Projects
Representing Uncertain Databases as World-Set Decomposition
Data Wrangling
This work is based on the paper 10^10^6 Worlds and Beyond : Efficient Representation and Processing of Incomplete Information by Lyublena Antova, Christoph Koch, and Dan Olteanu, in which the authors present an efficient way to represent incomplete information into databases, using World-Set Decompositions (WSD). This model being a strong representation of incomplete databases for every query language, the result of every query on WSD can be expressed as a WSD. In this project, I implemented algorithms to answer relational algebra queries on WSD. Finally, I tested my algorithms on a dataset with real incompleteness taken from the Paris Open Data website and containing informations about all trees in Paris.
Adaptive Heuristics
Game Theory
This work is based on the paper Adaptive Heuristics by Sergiu Hart, in which the author presents the concept of Adaptive Heuristics and various strategies like Regret Matching or Generalized Regret Matching. I did a 10-page report on this paper and a 30 minute presentation, with a proof of the main theorem, and implemented the main strategies presented in this paper.

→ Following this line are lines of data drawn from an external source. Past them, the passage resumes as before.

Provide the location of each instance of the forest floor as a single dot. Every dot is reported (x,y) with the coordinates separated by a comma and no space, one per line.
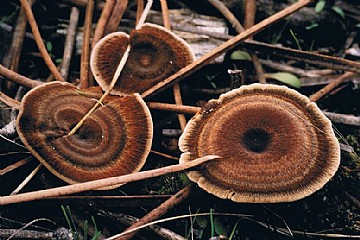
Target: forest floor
(329,28)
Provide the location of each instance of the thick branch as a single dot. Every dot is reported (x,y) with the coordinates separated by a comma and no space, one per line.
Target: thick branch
(186,71)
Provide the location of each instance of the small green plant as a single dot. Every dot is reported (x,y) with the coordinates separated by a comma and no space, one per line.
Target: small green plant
(73,229)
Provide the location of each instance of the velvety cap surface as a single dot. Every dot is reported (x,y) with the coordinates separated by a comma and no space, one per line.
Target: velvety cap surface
(276,145)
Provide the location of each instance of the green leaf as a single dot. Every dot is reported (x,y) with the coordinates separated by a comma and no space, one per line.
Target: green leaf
(240,55)
(220,228)
(339,11)
(320,5)
(286,78)
(49,46)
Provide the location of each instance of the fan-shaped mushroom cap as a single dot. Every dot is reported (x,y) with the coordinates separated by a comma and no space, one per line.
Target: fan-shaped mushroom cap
(156,53)
(276,145)
(114,140)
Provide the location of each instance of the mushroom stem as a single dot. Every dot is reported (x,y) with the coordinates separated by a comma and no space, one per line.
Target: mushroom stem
(102,183)
(144,14)
(9,101)
(112,84)
(139,10)
(231,43)
(173,107)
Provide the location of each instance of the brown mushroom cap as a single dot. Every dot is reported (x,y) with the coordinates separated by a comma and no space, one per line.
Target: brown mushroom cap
(276,145)
(156,53)
(114,140)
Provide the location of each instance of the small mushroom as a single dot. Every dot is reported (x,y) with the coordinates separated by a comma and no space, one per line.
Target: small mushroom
(156,53)
(114,140)
(276,145)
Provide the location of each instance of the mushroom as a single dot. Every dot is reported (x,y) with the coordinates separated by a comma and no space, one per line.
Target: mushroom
(276,145)
(114,140)
(156,53)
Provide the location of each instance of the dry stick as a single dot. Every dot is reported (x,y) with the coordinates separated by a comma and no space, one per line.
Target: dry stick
(343,118)
(9,101)
(116,74)
(155,213)
(322,92)
(12,58)
(100,29)
(304,56)
(69,42)
(35,30)
(165,155)
(15,165)
(128,220)
(102,183)
(250,12)
(102,22)
(116,16)
(176,87)
(173,107)
(186,71)
(26,180)
(15,77)
(85,53)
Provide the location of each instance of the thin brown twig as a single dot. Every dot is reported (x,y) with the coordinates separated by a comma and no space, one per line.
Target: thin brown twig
(102,183)
(128,220)
(15,77)
(250,13)
(176,87)
(322,92)
(12,58)
(173,107)
(303,56)
(165,155)
(69,42)
(100,29)
(35,30)
(205,59)
(26,180)
(102,22)
(15,165)
(116,16)
(85,53)
(156,213)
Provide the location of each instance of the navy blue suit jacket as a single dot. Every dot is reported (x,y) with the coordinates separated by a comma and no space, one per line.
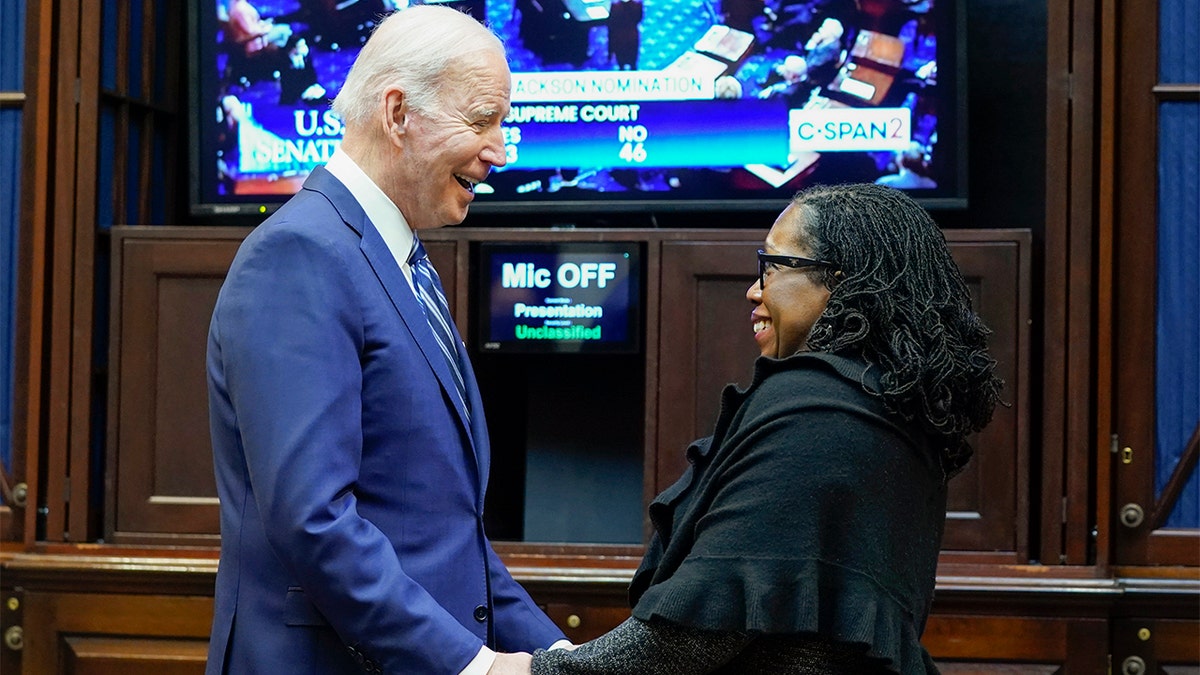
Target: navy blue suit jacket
(351,483)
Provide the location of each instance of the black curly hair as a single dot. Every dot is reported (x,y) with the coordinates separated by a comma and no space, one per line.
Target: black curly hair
(899,302)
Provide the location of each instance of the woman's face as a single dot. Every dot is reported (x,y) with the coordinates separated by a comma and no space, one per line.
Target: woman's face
(792,299)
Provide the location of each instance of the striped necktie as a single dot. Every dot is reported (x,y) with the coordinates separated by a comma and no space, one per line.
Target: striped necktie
(437,312)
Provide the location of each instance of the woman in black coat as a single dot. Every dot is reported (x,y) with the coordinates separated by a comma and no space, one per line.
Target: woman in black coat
(804,536)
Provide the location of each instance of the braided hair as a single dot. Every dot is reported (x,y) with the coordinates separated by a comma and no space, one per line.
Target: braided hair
(899,302)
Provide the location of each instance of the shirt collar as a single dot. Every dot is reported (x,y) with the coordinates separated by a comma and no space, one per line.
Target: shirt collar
(381,210)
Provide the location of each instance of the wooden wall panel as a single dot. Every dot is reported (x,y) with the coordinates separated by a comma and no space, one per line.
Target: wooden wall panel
(160,469)
(105,633)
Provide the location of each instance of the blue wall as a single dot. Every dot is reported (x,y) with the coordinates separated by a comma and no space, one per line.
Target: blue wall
(12,65)
(1177,387)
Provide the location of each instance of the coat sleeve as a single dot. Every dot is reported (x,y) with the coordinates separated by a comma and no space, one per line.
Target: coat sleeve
(520,625)
(288,341)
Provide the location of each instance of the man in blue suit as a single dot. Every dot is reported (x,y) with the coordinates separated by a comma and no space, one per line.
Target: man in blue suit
(349,442)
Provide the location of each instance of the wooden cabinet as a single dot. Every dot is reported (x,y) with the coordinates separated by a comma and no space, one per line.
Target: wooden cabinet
(995,611)
(697,339)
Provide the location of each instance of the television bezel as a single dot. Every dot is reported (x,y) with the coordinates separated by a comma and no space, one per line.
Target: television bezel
(953,127)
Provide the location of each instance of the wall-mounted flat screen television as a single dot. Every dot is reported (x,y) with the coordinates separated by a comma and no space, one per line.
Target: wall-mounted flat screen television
(564,297)
(617,105)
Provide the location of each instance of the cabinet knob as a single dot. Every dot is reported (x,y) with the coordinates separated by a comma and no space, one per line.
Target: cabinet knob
(1133,665)
(15,638)
(1132,515)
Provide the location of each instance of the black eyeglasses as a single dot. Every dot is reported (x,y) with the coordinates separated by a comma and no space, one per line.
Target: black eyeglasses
(795,262)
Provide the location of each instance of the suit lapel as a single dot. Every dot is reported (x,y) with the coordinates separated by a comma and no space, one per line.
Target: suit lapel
(390,276)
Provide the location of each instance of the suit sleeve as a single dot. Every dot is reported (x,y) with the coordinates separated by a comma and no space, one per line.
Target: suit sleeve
(520,625)
(289,332)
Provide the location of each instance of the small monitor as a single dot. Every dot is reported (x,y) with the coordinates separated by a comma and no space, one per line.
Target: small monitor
(565,297)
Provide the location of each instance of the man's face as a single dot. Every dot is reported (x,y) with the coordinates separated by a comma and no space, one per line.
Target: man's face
(451,149)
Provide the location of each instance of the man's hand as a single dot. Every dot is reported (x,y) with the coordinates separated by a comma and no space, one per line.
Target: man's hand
(519,663)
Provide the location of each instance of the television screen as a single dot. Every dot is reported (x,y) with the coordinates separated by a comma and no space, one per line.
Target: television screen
(616,103)
(558,297)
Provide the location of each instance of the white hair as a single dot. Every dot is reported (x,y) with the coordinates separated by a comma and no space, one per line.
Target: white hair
(411,49)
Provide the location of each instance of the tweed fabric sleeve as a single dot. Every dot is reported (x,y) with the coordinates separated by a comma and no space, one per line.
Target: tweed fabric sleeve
(640,647)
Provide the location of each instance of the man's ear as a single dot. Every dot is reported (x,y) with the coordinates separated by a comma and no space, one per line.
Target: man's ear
(395,114)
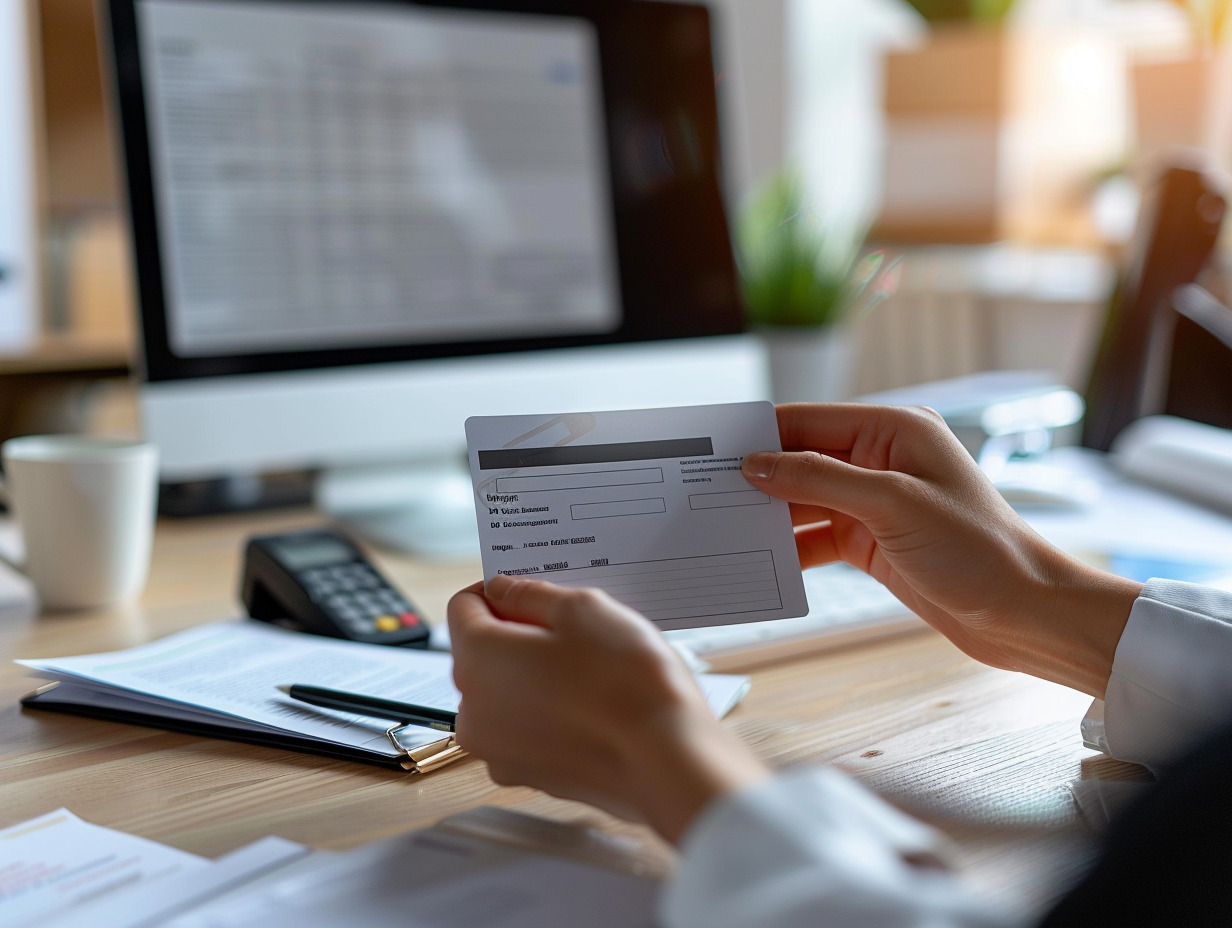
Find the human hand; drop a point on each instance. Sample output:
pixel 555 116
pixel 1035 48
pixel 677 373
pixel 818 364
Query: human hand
pixel 891 491
pixel 569 691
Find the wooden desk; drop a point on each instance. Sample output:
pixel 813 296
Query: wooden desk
pixel 984 754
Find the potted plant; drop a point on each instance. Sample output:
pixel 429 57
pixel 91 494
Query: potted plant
pixel 802 281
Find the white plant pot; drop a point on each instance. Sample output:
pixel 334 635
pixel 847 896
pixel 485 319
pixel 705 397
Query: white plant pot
pixel 810 365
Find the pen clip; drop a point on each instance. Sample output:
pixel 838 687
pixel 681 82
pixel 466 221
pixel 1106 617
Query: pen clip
pixel 425 758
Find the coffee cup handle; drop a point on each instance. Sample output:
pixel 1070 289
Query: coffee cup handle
pixel 6 500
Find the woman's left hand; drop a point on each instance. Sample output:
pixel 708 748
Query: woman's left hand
pixel 569 691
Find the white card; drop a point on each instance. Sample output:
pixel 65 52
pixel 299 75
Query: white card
pixel 647 504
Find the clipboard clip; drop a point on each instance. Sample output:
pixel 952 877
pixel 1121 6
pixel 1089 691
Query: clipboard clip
pixel 425 758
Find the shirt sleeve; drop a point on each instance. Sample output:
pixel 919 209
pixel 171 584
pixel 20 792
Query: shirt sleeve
pixel 813 848
pixel 1172 674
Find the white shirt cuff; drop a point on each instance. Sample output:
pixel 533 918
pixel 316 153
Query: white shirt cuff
pixel 1172 674
pixel 811 848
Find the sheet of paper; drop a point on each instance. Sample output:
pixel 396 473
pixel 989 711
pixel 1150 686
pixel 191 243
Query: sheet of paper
pixel 57 862
pixel 153 902
pixel 648 504
pixel 234 667
pixel 434 880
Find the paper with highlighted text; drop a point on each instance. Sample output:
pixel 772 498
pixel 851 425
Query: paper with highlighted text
pixel 647 504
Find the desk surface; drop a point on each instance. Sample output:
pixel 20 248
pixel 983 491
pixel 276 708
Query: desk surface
pixel 984 754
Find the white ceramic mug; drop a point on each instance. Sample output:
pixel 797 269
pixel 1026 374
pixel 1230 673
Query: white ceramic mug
pixel 85 507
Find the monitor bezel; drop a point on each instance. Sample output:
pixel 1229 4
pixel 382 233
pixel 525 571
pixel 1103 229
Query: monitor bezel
pixel 685 291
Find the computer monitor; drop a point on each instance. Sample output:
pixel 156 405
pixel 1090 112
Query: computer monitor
pixel 357 223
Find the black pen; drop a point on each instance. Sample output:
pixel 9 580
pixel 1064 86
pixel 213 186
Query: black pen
pixel 373 706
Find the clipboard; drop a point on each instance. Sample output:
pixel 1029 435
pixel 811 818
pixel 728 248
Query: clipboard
pixel 70 699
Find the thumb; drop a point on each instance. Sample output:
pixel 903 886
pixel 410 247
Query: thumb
pixel 817 480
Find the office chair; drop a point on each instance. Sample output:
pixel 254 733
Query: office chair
pixel 1161 349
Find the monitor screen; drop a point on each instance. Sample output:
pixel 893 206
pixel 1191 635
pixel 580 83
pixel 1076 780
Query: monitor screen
pixel 356 223
pixel 320 183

Robust Adversarial Networks for Image Detection
Data Science Projects
In this third project of the Data Science Projects course, our goal was to build neural networks for image classification which are robust to classic adversarial attacks, like PGD and FGSM presented in Explaining and Harnessing Adversarial Examples by Goodfellow and Al. We first build a basic neural network and tested the different attacks on it. Then, we tried to build the most robust neural network to these attacks. We got very good results when training a network with the contrastive loss on adversarial examples.
Unsupervised Word Translation
Data Science Projects
In this second project of the Data Science Projects course, our goal was to use word embedding to build an unsupervised world translator, like described in the paper World Translation Without Parallel Data by Conneau and Al (Facebook AI Research). We first implemented supervised word translation using a dictionary. Then, we tried the unsupervised method on different pairs of languages using generative adversarial networks.
Online-Learning for Recommendation Systems
Data Science Projects
In this first project of the Data Science Projects course, our goal was to familiarize ourselves with data science through a small project. We chose the project about reinforcement learning methods like linearUCB for recommendation systems. We based our work on the paper A Contextual-Bandit Approach to Personalized News Article Recommendation (Yahoo Labs) in which they use contextual bandit for article recommendation. Once we did that, we tried to implement an online-learning framework in which new movies and new users can come into the system at any time.
Toxic Comments Classification
Natural Language Processing
This NLP project is based on the Toxic Comment Classification Challenge from Kaggle. The goal is to train a classifier on Wikipedia comments to detect automatically toxic comments and what kind(s) of toxicity are present in each comment. We tried several NLP methods, from the simple MLP to Transformers.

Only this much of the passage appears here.